細菌はどうでしょう? 同窓口の回答は、「本を介して感染したという症例報告はないと思うが、詳しくはこちらではわからない」というものでした。
ネットで調べているうちに、『ウォール・ストリート・ジャーナル』の面白い記事を見つけました。タイトルは「図書館の本にムシやバイ菌はいるのか?」*。感染症が専門のシカゴ大学医学部マイケル・Z・デイヴィッド助教授の次のようなコメントが紹介されています。「本についた菌やウイルスで病気になった人の話など聞いたことがない」。デイヴィッドさんによれば、感染症になるためには、かなりまとまった数の菌やウイルスが必要なんだそうです。仮に図書館の本に菌やウイルスが多少くっついていたとしても、感染症の心配をするほどの数ではないとのことです。デイヴィッドさんは「お金の方がよっぽど汚い」と言っています。そして「心配なら、本を読む前と読んだ後、手を洗って」とも。ごもっともです。
冒頭にも書きましたが消毒機によっては殺菌剤を使うものもあります。化学物質に反応する人の中には、香料だけでなく殺菌剤に反応する人もいるでしょう。図書館の本は小さい子も触るのだし、薬剤を吹きつけるのは感心できませんね。

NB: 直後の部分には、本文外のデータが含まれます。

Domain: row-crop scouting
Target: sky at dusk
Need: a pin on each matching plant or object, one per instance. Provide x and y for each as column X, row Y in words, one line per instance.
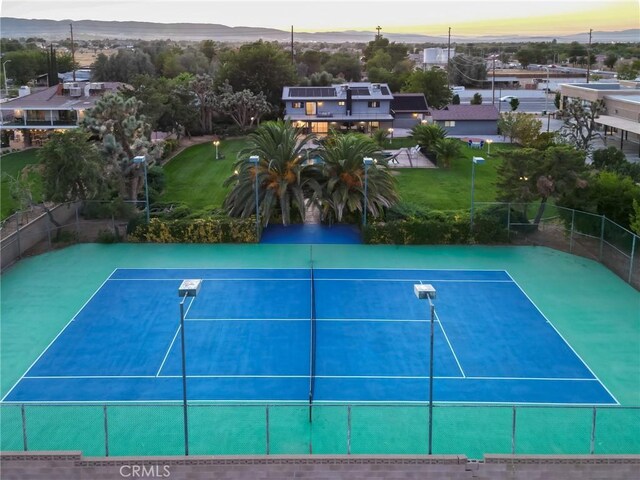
column 431, row 17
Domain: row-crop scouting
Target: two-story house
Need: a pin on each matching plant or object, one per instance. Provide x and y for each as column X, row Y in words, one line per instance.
column 30, row 117
column 349, row 106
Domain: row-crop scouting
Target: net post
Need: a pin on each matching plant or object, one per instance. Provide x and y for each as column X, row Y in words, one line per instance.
column 592, row 446
column 24, row 428
column 513, row 431
column 266, row 413
column 573, row 223
column 602, row 237
column 348, row 429
column 106, row 431
column 633, row 254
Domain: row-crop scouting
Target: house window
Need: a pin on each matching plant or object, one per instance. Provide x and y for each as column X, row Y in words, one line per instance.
column 310, row 108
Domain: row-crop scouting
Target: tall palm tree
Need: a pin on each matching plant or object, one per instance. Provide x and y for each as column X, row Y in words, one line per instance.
column 446, row 150
column 282, row 180
column 343, row 177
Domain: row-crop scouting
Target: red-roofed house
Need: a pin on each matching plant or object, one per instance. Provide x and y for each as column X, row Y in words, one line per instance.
column 55, row 108
column 467, row 119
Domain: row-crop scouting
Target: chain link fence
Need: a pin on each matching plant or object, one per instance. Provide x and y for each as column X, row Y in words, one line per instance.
column 242, row 429
column 573, row 231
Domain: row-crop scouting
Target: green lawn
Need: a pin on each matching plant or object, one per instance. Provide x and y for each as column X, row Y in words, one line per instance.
column 12, row 164
column 195, row 178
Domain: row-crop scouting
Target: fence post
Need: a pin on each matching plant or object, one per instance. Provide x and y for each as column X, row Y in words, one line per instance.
column 18, row 237
column 267, row 427
column 633, row 254
column 77, row 223
column 48, row 223
column 509, row 221
column 24, row 428
column 348, row 429
column 573, row 222
column 106, row 431
column 592, row 447
column 602, row 237
column 513, row 432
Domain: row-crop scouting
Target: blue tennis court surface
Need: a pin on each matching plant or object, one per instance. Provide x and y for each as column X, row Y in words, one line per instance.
column 250, row 337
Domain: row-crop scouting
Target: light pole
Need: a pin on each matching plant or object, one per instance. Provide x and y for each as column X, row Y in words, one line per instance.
column 255, row 160
column 4, row 73
column 425, row 291
column 474, row 161
column 216, row 143
column 188, row 288
column 143, row 160
column 367, row 161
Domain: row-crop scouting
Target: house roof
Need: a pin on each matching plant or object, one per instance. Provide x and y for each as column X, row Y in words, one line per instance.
column 466, row 112
column 409, row 102
column 59, row 98
column 359, row 90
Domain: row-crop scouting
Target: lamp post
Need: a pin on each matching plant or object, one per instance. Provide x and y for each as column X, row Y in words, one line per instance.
column 143, row 160
column 188, row 288
column 474, row 161
column 428, row 292
column 4, row 73
column 255, row 160
column 367, row 161
column 216, row 143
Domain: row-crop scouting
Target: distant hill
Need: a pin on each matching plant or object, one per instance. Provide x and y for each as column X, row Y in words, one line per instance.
column 93, row 29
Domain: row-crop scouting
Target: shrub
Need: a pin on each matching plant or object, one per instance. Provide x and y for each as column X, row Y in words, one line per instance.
column 203, row 230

*Heidi Mitchell, "Are There Critters and Germs in My Library Books?", Wall Street Journal, Nov. 16, 2015.
★文科省も日本図書館協会も知らん顔
文部科学省と日本図書館協会に、書籍消毒機がどのくらい普及しているか問い合わせしてみました。どちらも「設置館数は調査していません」との回答でした。
文科省(総合教育政策局地域学習推進課)に「消毒機についてどういう認識ですか?」と聞いたら、「(設置について)特に指導はしていない。設置者がサービスの一環でやっていることだと思っている」と言っていました。文科省は、図書館の本の消毒機のことなんて、考えたこともないようでした。
豊中市立図書館はとりあえず香料使用をやめてくれましたが、本についた匂いはそう簡単には消えません。菌やウイルスを怖い怖いとやみくもに騒ぐより、合成化学物質の恐ろしさこそ、もっと知ってほしいですね。